Los psicólogos y expertos en empleo iniciaron el movimiento de recursos humanos, que comenzó a ver a los trabajadores en términos de su psicología y adecuación a la organización, más que como partes intercambiables.
Este movimiento creció a lo largo del siglo XX. A medida que el mundo empresarial se daba cuenta que un empleado era «mucho más que trabajo» se creó el concepto de «capital humano», que engloba este recurso de manera más compleja.
En cuanto a las atribuciones actuales de los departamentos de «recursos humanos», y en consonancia con el concepto de «capital humano», en la actualidad, tal y como nos cuenta desde AdeccoMargarita Álvarez, «atiende a todo el proceso relacionado con las personas que forman parte de una organización, desde su contacto inicial para seleccionar nuevos empleados, pasando por su formación, la retención de ese talento para la empresa y en último caso, el despido cuando así sea necesario».
Sin embargo, cada vez más, los departamentos de RRHH están volcándose en la parte humana del trabajador, más que en la de recurso. «Numerosas son las políticas que se inician desde esta función encaminadas a conocer la satisfacción del empleado con la empresa, posibles áreas de mejora en la relación compañía-persona, políticas de ventajas para los empleados como programas de conciliación o de retribuciones flexibles», nos aclara.

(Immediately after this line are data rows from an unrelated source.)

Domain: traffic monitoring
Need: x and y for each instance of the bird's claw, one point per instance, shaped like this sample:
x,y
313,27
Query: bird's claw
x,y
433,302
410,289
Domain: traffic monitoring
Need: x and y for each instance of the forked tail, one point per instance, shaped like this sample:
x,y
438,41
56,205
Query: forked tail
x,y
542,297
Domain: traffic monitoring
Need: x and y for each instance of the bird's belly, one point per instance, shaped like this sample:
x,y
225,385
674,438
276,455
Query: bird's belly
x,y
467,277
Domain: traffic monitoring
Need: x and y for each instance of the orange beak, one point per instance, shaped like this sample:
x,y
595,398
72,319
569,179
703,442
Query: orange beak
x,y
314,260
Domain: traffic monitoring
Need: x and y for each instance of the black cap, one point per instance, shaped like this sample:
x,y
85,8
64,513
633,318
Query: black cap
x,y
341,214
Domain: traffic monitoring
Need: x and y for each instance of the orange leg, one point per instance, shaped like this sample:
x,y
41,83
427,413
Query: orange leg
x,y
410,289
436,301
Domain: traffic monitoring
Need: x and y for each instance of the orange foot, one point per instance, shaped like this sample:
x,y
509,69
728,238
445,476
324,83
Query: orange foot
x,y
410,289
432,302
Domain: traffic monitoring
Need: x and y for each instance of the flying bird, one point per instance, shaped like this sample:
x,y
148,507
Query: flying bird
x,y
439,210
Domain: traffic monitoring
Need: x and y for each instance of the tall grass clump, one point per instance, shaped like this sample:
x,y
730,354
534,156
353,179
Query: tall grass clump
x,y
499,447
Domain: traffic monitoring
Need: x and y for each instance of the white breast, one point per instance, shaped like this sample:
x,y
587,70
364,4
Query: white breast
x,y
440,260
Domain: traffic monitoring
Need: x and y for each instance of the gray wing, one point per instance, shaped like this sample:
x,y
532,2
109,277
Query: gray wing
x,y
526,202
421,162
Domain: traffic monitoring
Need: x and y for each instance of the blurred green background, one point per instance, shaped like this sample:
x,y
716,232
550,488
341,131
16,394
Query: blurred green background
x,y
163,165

Aún así, estos departamentos se siguen viendo como algo «frío», y más de un empleado siente cómo una especie de escalofrío le recorre el cuerpo cuando recibe una llamada del área «personal».
Y esta sensación se puede dar porque «la percepción que antes se tenía de estos departamentos estaba ligada a las funciones básicas que realizaba: contratos, nóminas, despidos».
Sin embargo, esta percepción va cambiando poco a poco a medida que se ponen en marcha estas políticas más cercanas a los trabajadores, tal y como nos cuenta Margarita Álvarez, el los que «se tiene en cuenta su opinión y se busca una mayor satisfacción en su entorno de trabajo».
El foco ha de ponerse en las personas, en una escucha activa que nos permita entender qué ocurre con los empleados y sus circunstanciasdentro y fuera del entorno laboral. Cada vez es más relevante para conseguir el mejor talento y para lograr que cada uno de nosotros dé lo mejor de sí mismo.
Y para evitar esa percepción «fría o deshumanizada», unas últimas recomendaciones de los expertos de Adecco. Hacer del departamento de Recursos Humanos un «departamento que escucha, que entiende con todo detalle las necesidades y las prioridades de las personas que conforman la organización, es la base para conseguir unos mejores resultados en todos los sentidos».
No sólo por la responsabilidad que una empresa tiene ante la sociedad en sí misma, sino porque estas políticas «son beneficiosas para la propia empresa».
Como muestra, un ejemplo. Según la última encuesta Adecco «Las claves de la felicidad en el trabajo» más de 9 de cada 10 encuestados cree que a mayor satisfacción laboral, mayor productividad.